Back then, there were few, if any, organized protests against horseracing. At larger races I would sometimes see a protestor or two, but even though their presence made me uncomfortable, they didn’t stop me from going. “The thing they don’t get,” a coworker told me, “is that these horses wouldn’t even be alive if it weren’t for racing.”

I don’t remember if I thought of those words the first time I saw a horse fall, but I do remember the horse. He went down in front of the grandstand. Some fans gasped, while others cheered the dramatic turn of events and their resulting good fortune. I felt ill as the veterinary ambulance pulled its curtain. I said nothing to my friends. The sun was shining, the drinks were flowing. We were having a good time.

Over the years I witnessed dozens of accidents at Saratoga and other tracks, but the last involved a mare who spent 23 hours a day confined to a stall at a training facility near Finger Lakes Racetrack. During her 20 minutes of daily exercise in the EuroXciser – a rotating carousel of stalls – her hind leg lodged between panels. The stalls kept moving, and panicked horses cantered over her. The mare’s leg sustained massive damage, and she was euthanized later that day.

It’s taken years to admit my responsibility in the mare’s death. I had led her from stationary stall to mobile one, yanking her over-the-nose chain to make her behave. I didn’t like her much; she was angry, bored, and difficult to groom. In retrospect, her defiance reflected what I was slow to admit: that I was complicit in her suffering.

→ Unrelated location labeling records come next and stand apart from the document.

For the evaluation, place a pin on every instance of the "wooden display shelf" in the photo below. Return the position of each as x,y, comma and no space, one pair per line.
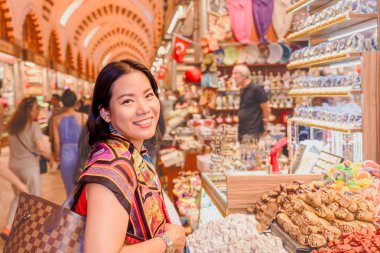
302,5
225,110
229,91
342,21
219,199
264,65
326,125
324,92
326,60
246,188
281,108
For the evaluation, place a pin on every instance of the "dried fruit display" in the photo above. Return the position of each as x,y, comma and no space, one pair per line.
364,240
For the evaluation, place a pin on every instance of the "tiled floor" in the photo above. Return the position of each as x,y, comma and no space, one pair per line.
51,186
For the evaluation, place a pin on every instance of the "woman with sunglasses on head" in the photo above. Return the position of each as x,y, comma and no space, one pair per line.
25,144
122,196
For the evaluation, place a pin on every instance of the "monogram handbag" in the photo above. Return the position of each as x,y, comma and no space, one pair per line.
42,226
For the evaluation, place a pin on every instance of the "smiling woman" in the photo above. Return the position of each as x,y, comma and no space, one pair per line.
119,174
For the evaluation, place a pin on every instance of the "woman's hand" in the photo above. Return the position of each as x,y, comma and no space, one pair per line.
177,234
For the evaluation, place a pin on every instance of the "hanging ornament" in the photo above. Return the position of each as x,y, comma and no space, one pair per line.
262,15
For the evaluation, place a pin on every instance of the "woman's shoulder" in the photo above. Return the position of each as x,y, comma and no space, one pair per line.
106,168
106,152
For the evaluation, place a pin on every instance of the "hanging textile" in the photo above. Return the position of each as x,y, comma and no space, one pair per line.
262,15
179,51
241,19
281,20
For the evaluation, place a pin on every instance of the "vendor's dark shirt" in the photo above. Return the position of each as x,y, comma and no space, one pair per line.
250,113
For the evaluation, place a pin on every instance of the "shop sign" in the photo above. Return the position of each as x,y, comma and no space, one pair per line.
7,47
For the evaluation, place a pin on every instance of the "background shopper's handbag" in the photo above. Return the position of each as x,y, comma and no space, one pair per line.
42,161
43,226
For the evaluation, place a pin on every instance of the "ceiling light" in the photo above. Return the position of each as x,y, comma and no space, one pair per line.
90,35
69,11
161,50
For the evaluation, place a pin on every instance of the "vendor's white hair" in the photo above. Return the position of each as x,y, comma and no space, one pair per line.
244,70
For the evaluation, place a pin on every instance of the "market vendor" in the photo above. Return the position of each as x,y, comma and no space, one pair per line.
254,109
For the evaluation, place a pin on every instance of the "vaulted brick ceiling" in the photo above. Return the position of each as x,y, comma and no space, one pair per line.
120,28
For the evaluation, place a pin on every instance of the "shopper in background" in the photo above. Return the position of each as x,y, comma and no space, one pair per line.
25,141
67,127
8,175
85,104
55,109
3,106
254,109
119,174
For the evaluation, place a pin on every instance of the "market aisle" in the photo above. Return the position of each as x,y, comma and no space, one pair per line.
52,189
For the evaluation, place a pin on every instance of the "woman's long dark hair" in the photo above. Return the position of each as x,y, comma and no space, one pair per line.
98,129
20,117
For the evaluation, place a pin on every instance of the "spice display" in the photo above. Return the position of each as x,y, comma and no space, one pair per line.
233,234
316,216
364,240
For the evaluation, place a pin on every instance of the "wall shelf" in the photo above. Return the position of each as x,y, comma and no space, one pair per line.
304,5
326,125
324,92
326,60
264,65
340,22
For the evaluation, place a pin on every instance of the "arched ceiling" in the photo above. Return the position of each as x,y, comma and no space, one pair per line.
97,28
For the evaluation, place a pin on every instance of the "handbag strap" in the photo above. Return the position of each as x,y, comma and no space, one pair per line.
18,138
54,219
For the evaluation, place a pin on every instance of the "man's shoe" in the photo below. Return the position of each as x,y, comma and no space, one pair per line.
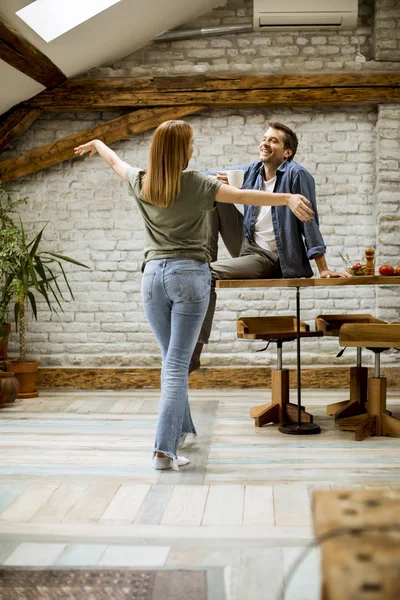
160,463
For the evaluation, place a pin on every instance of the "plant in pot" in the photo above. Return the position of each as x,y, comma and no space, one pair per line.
10,246
33,271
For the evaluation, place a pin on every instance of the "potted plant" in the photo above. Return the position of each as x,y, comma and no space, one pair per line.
10,245
33,272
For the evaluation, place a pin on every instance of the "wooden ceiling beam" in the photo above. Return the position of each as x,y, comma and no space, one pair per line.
15,122
221,91
109,132
18,52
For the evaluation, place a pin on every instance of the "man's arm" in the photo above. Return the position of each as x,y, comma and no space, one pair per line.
303,183
110,157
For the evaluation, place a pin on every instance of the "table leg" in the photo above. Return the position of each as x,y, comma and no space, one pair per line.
280,410
299,428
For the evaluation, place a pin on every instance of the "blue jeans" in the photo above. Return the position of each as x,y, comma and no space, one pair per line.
175,295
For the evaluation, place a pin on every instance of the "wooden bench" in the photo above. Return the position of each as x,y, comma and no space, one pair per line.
330,326
364,564
279,330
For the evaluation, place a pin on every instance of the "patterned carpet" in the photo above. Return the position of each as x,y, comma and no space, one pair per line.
102,584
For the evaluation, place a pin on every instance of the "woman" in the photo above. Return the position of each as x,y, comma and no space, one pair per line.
176,278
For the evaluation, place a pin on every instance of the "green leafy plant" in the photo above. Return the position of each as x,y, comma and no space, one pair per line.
10,247
32,271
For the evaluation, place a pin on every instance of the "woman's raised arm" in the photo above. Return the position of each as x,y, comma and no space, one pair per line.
298,204
110,157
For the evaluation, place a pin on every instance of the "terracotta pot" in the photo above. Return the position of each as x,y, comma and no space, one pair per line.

Afterwards, I had nightmares not only about the horses whose deaths I had seen, but about those who weren’t good enough, who didn’t win, who stopped winning. Some were sold to breeding facilities, while others were “repurposed” as riding or show horses. Others were too broken to be of use, and I knew they had gone to slaughter.

I understand now that my coworker was right to say that racehorses wouldn’t be alive if it weren’t for racing, though not in the way she thought she was. I no longer agree that any life is better than none, or that the horses I saw fall were lucky to have lived. About 2000 Thoroughbreds die annually on U.S. tracks; an estimated 15,000 are shipped to slaughterhouses when they’re no longer useful. Some argue that the solution is to strengthen rehoming efforts, but because the lifetime care of a horse is prohibitively expensive and requires appropriate facilities and experience, there are never enough homes to absorb the industry’s excess.

Hundreds of protestors are expected at this year’s Travers Stakes in Saratoga. No matter their numbers, it’s unlikely that devoted fans of the track will be dissuaded, though I hope that casual attendees who have yet to understand the darker side of horseracing will reconsider their patronage. Saratoga and other tracks will perpetuate exploitation as long as people attend. The longevity of horseracing depends upon the consumer. Years ago, I went to the Travers as a fan and NYRA employee; this year I’ll be joining Horseracing Wrongs in protest.

Ashley Pankratz, August 2018

From the California Horse Racing Board for Los Alamitos, July 27-July 29: “Three equine deaths were reported this week [the week in question was three days] due to racing injuries.” Unacceptably, however, no names were disclosed. We know from other sourcing that one was Unusual Kiddy in the 8th July 29; it’s a good bet that, based on the charts, the other two are from this group: Amore Di La Mamma; Provodnikov; Dramatic Angel. Regarding UK, I received the following email:

Dear Patrick,

My name is Laura. I have always been a lover of all creatures, vegetarian since age 4, and highly sensitive to any stories of animal mistreatment. Until last Sunday, I knew almost nothing about the horse racing industry. It has been a very heartbreaking week.

My Dad used to work at a track when he was a teenager, and since we moved to Los Alamitos last year, he has wanted us all to go together to see some races. My life partner and I are expecting, and so we decided to take my parents there for dinner and share our happy news.

The night began innocently enough. We marveled at the beautiful horses, enjoyed our dinner, and laughed as my Mom picked a winner five times in a row. It was down to the final race of the night, and for the first time all night, I did not put my $2 on the horse with the greatest odds stacked against him, Unusual Kiddy.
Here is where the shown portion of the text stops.